3.3.5 Percebe-se que os órgãos competentes reconhecem a importância da atividade turística. Mas são simultaneamente sensíveis, e pretendem não descurar, os demais interesses públicos em presença, que lhes incumbe também salvaguardar. Nomeadamente o direito à segurança, ao repouso, à saúde e aos bem-estar dos que circulam e habitam no Centro Histórico de Sintra. (conforme alegou – vide designadamente artigos 82º e 83º da sua oposição)
….
3.3.6 Assim, e para tanto, os órgãos municipais competentes poderão adotar as medidas adequadas à prossecução dos interesses públicos em causa, designadamente para a adequada regulação da circulação do trânsito e das pessoas, e proteção da segurança, nada impedindo, por exemplo, que sejam estabelecidas as ruas ou vias onde determinadas categorias de viaturas possam ou não circular, ou cuja circulação esteja proibida ou condicionada em determinados dias da semana ou dentro de determinado período horário ou que sejam determinados os locais para estacionamento e tomada ou largada de passageiros.
3.3.7 A exigência de proporcionalidade que a ponderação prevista no nº 2 do artigo 120º do CPTA reivindica, não se mostra, assim, perigada na situação concreta. Não se justificando a recusa da providência.”

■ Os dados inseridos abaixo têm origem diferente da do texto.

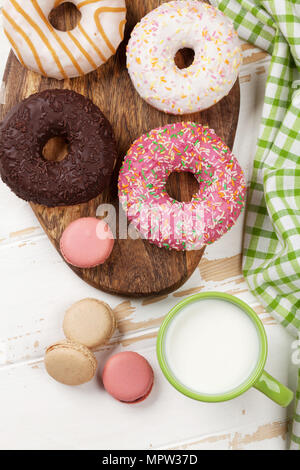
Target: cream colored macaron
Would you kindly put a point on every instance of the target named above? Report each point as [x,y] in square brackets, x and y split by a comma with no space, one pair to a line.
[70,363]
[90,322]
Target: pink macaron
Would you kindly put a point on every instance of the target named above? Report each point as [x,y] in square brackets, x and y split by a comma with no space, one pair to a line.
[128,377]
[86,242]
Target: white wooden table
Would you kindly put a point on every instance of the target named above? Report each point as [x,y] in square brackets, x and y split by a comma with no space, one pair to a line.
[35,289]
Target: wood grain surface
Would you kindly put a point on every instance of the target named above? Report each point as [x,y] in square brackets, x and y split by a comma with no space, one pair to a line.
[136,267]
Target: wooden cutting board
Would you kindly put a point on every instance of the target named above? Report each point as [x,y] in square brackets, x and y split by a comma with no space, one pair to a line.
[136,267]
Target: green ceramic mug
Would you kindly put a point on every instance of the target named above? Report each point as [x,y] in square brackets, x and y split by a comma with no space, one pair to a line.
[259,378]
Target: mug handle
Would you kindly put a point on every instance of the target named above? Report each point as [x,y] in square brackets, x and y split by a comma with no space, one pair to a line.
[274,389]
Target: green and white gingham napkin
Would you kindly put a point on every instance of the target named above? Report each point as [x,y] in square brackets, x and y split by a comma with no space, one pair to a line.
[271,263]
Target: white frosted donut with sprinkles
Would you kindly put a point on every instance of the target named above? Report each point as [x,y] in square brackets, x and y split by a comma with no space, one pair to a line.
[181,225]
[161,34]
[64,54]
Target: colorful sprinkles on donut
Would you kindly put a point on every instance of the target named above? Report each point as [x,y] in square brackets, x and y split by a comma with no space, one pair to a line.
[161,34]
[161,219]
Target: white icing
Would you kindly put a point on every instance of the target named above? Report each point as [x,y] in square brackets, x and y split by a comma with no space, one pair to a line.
[157,38]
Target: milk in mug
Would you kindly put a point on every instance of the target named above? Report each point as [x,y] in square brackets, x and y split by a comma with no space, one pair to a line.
[212,346]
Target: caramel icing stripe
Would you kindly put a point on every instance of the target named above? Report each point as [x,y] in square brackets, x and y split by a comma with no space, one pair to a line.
[14,45]
[19,30]
[38,30]
[56,36]
[82,50]
[87,2]
[122,29]
[87,37]
[82,39]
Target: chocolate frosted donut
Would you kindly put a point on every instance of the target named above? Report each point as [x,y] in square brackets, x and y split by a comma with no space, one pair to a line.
[86,169]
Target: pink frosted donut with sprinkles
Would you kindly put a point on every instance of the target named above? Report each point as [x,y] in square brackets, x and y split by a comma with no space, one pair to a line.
[161,34]
[161,219]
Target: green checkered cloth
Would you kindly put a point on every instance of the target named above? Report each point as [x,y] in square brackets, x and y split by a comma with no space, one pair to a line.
[271,263]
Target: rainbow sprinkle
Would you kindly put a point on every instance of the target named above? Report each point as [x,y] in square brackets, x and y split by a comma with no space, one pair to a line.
[164,221]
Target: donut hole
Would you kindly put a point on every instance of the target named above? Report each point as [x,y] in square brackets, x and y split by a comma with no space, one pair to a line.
[182,186]
[65,17]
[56,149]
[184,58]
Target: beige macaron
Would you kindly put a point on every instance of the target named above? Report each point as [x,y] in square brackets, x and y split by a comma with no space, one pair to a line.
[70,363]
[90,322]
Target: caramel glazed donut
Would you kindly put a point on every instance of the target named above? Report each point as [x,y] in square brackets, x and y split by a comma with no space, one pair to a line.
[64,54]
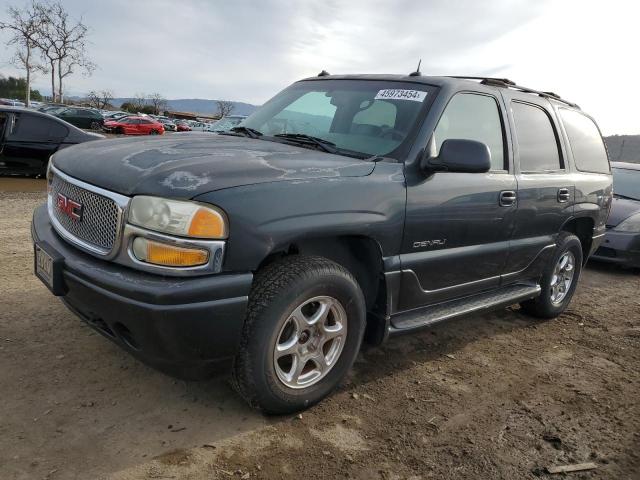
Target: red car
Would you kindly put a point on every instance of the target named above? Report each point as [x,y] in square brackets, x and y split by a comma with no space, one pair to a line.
[135,126]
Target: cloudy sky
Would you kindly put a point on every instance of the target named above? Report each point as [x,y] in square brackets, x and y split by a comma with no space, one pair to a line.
[587,51]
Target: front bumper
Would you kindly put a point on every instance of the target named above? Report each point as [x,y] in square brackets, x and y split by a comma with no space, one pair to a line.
[187,327]
[620,248]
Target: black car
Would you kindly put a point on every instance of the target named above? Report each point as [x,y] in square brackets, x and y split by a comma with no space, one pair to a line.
[81,117]
[622,241]
[345,208]
[28,138]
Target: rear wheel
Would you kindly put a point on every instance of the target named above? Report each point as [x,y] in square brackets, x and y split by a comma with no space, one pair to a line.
[303,330]
[559,280]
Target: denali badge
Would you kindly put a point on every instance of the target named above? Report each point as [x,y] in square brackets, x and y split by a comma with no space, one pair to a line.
[69,207]
[430,243]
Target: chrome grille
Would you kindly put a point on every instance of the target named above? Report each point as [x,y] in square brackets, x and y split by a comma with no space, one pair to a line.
[100,220]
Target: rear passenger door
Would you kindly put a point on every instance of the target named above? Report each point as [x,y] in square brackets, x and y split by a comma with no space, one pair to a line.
[458,226]
[545,195]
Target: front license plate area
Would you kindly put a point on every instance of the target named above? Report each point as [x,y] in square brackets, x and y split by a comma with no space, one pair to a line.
[48,266]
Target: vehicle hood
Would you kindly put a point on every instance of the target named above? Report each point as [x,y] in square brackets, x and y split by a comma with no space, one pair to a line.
[188,165]
[622,208]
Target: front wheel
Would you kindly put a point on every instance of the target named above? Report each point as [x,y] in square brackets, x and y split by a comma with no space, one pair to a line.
[303,330]
[559,280]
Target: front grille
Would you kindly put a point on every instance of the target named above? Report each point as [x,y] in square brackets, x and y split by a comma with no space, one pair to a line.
[99,223]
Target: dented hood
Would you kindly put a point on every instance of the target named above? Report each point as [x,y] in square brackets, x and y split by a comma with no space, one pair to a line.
[187,165]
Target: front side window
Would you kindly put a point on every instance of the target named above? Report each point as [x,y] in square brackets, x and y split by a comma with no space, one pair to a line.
[361,118]
[586,142]
[471,116]
[536,137]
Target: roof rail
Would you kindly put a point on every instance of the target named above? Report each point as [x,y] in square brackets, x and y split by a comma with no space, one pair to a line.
[506,83]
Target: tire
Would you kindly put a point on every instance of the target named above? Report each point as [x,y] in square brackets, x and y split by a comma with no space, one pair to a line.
[278,290]
[568,246]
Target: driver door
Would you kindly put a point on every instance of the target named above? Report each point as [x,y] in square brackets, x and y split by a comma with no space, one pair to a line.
[458,225]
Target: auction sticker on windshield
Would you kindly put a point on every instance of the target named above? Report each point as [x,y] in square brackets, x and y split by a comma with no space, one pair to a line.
[400,94]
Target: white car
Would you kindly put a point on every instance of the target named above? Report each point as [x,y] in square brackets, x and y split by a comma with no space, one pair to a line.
[225,123]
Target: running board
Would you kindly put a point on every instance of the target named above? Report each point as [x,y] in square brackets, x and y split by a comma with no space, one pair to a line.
[493,299]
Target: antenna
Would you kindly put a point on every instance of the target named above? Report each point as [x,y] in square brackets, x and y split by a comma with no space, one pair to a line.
[417,73]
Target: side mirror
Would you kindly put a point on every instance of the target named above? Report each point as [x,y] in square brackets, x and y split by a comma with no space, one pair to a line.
[457,155]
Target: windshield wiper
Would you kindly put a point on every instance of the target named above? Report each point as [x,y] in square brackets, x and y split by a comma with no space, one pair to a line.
[248,132]
[325,145]
[619,195]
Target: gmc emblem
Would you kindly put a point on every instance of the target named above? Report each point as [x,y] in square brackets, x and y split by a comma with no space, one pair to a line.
[69,207]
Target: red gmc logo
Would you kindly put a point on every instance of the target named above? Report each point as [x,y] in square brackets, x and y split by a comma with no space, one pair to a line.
[69,207]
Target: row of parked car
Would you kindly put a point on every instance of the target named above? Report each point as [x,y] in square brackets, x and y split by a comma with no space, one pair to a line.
[29,136]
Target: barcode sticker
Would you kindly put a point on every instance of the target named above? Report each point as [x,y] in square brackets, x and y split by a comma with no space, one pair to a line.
[398,94]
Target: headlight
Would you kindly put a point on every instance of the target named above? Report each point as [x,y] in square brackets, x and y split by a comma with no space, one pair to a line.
[175,217]
[630,225]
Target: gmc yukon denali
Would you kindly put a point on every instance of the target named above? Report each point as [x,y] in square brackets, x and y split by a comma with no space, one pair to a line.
[346,209]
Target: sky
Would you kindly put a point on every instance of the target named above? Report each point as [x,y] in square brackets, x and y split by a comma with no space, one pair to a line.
[248,50]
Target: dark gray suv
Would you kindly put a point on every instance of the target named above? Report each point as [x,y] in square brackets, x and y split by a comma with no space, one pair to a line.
[345,208]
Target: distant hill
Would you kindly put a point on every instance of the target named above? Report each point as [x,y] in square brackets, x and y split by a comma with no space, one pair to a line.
[196,105]
[623,148]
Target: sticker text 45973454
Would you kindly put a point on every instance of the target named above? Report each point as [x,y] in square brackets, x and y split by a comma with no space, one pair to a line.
[400,94]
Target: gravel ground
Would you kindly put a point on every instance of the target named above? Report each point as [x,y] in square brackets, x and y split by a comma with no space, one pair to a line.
[495,396]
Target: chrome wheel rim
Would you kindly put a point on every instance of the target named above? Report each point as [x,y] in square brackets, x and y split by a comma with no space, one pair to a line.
[562,277]
[310,342]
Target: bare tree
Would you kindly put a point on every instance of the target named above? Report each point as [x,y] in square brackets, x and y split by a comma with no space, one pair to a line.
[158,102]
[63,42]
[25,26]
[225,107]
[100,99]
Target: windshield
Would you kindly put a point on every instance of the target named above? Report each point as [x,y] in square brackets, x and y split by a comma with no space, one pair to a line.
[626,183]
[363,116]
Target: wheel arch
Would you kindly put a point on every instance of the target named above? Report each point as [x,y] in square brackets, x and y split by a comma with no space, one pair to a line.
[360,255]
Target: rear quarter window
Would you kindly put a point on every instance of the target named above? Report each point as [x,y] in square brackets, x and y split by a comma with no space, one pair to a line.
[589,152]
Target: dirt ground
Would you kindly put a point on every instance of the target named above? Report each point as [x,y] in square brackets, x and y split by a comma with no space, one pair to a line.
[495,396]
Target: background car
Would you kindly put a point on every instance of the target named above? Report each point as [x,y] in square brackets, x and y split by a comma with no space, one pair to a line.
[80,117]
[182,126]
[622,240]
[28,138]
[169,126]
[225,123]
[135,126]
[11,102]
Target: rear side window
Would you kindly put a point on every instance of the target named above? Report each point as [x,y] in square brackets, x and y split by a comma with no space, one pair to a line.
[586,143]
[537,141]
[471,116]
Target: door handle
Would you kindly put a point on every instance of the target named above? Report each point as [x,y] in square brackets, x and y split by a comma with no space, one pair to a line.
[564,195]
[508,198]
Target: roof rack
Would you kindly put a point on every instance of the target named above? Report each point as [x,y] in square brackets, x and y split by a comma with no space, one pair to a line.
[506,83]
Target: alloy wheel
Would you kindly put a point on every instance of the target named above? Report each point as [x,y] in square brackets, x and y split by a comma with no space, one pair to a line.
[310,342]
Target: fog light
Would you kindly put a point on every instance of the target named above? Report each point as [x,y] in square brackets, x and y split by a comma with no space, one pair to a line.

3. Como se acaba de ver está em causa saber se o Acórdão recorrido fez correcto julgamento quando, sufragando a decisão do TAF, considerou que ocorria o fumus boni iuris e o periculum in mora e que, na ponderação de interesses, não se justificava dar prevalência ao interesse público.
A jurisprudência desta Formação tem adoptado um critério restritivo no tocante à admissão de revistas em matéria de providências cautelares por entender que se está perante a regulação provisória de uma situação, destinada a vigorar apenas durante a pendência do processo principal, e que, sendo assim, a admissão de um recurso excepcional não era conforme com a precariedade da definição jurídica daquela situação.
Entendimento que é de manter sem embargo de se reconhecer que essa jurisprudência tem de ser afeiçoada ao caso concreto e ter em conta as razões em cada caso e isto porque, por um lado, o art.º 150.º do CPTA não inviabiliza a possibilidade da revista ser admitida nas providências cautelares e, por outro, por a intensidade das razões invocadas poder justificar a admissão da revista. – vd. por todos o Acórdão de 4/11/2009 (rec. 961/09).
Ora, no caso, não está em causa uma situação que justifique quebrar-se aquele entendimento.
Desde logo, porque as instâncias decidiram convergentemente e fizeram-no com uma fundamentação jurídica semelhante e convincente, razão pela qual se não justiça a sua admissão para uma melhor aplicação do direito.
Depois, porque tudo indica que o Acórdão sob censura ajuizou correctamente e que as questões suscitadas não se revestem, pela sua relevância jurídica ou social, de importância fundamental.

DECISÃO
Termos em que os Juízes que compõem este Tribunal acordam em não admitir a revista.
Custas pelo Recorrente.

Porto, 21 de Setembro de 2018. – Costa Reis (relator) – Madeira dos Santos – São Pedro.